The launch of one of India’s most awaited initial public offering (IPO) is just two days away and is trending everywhere from Twitter, Google, to banter with office colleagues or WhatsApp groups of friends and family. The food delivery giant IPO is the talk of the town as it paves way for retail investors to participate in India’s booming start-up and new economy businesses.
Amidst all the hype around the IPO, one needs to keep in mind that the portion allocated for retail investors is just 10% of the entire IPO size. Also, it is a loss-making company while Zomato narrowed losses to Rs 816.42 crore in FY21 from Rs 2,386 crore in FY20. It had reported a Rs 1,010 crore loss for FY19. Zomato in its DRHP said it expects costs to increase over time. “Our losses will continue, given significant investments expected towards growing our business,” the IPO filing documents said.
The Rs 9,375-crore public offer comprises fresh issuance of equity shares of Rs 9,000 crore, and an offer for sale of Rs 375 crore by existing selling shareholder Info Edge. The three day issue opens on July 14 and the bidding will close on July 16.
The price band of the IPO has been fixed at Rs 72-76 per share. Investors can bid for a minimum of 195 equity shares and in multiples, thereafter, translating to a minimum bidding amount of Rs 14,820 at the higher end of the price band. A retail investor can at max apply for 13 lots or 2535 shares for Rs 1,92,660.
The food delivery giant will utilise its net proceeds from fresh issue for funding organic and inorganic growth initiatives (Rs 6,750 crore); and general corporate purposes.
Ahead of the IPO, in the grey market, its shares are quoting at 86.50 implying a premium of Rs 10.50 or 13.81%. The grey market premium has almost halved to Rs 10.50 compared to Rs 18 when the company announced its IPO dates and price band.

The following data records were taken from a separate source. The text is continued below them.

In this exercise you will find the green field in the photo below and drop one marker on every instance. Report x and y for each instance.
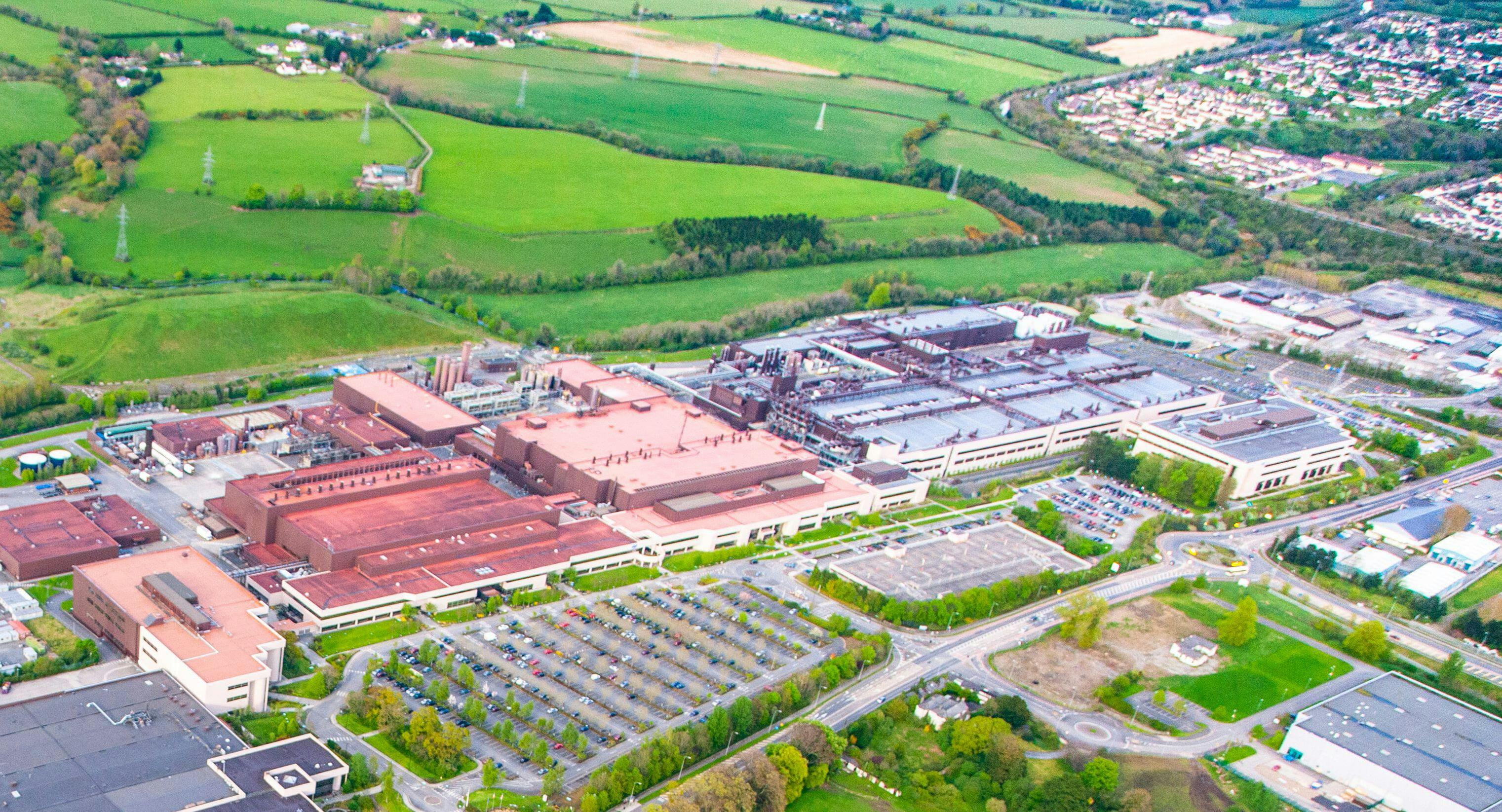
(212, 50)
(365, 634)
(107, 17)
(1019, 50)
(26, 42)
(1036, 167)
(188, 92)
(576, 184)
(683, 117)
(1268, 670)
(897, 59)
(34, 111)
(1055, 23)
(182, 335)
(1483, 589)
(857, 92)
(267, 14)
(1318, 194)
(582, 313)
(328, 155)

Abhay Doshi, Founder of Unlisted Arena who tracks grey markets explains that the premium has fallen mostly due to Zomato being the first mover in the space so it’s difficult for the market to ascertain valuations as the company is still posting a loss.

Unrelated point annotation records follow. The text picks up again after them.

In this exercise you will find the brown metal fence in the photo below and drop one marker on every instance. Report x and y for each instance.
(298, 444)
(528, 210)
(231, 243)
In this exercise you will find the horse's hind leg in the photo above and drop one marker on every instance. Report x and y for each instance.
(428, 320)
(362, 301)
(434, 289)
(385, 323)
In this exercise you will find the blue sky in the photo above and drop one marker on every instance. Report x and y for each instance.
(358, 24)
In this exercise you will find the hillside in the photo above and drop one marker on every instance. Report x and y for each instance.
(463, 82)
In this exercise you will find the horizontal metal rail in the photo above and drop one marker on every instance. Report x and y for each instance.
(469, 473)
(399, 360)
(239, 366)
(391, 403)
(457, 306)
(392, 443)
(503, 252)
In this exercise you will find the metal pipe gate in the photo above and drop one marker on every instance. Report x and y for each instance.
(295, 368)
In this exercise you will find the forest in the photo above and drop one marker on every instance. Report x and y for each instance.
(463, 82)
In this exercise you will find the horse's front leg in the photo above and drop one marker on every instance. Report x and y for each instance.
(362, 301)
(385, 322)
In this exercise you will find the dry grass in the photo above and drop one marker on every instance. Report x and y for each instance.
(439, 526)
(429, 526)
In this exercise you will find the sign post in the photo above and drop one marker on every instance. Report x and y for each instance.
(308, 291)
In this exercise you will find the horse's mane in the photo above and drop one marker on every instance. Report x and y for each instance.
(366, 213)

Also, the size of IPO is too big which may be ensuring enough supply which may also be the reason. “Companies like Zomato will not be valued as per the traditional valuation methods. In spite of such companies posting losses, they are valued even more than some traditional giants. However, such disruptive businesses are a double-edged sword, as the entry of any big, pocketed player may pose a serious threat to the business,” Doshi added.
For a longer-term view, one needs to constantly track the company’s performance, acquisitions, expansions and whether the company is heading on the path of profitability on a continuous basis, cautioned Doshi.
Independent market expert SP Tulsian is of the opinion that Zomato’s IPO is an expensive serving. “Growth in food delivery/dining is secular, and Zomato is trying to play it via a first-mover IPO. But the evolving business model, requiring growth capital for scale-up and new verticals is unacceptable, which coupled with a competitive landscape and unjustified IPO pricing makes the risk-reward ratio unfavourable,” said Tulsian.
The issue is likely to finalize the basis of allotment by July 22, and the initialization of refunds will take place by July 23. While the credit of equity shares to depository accounts of the allottee will be done on July 26. The company is expected to make its stock market debut on July 27, 2021.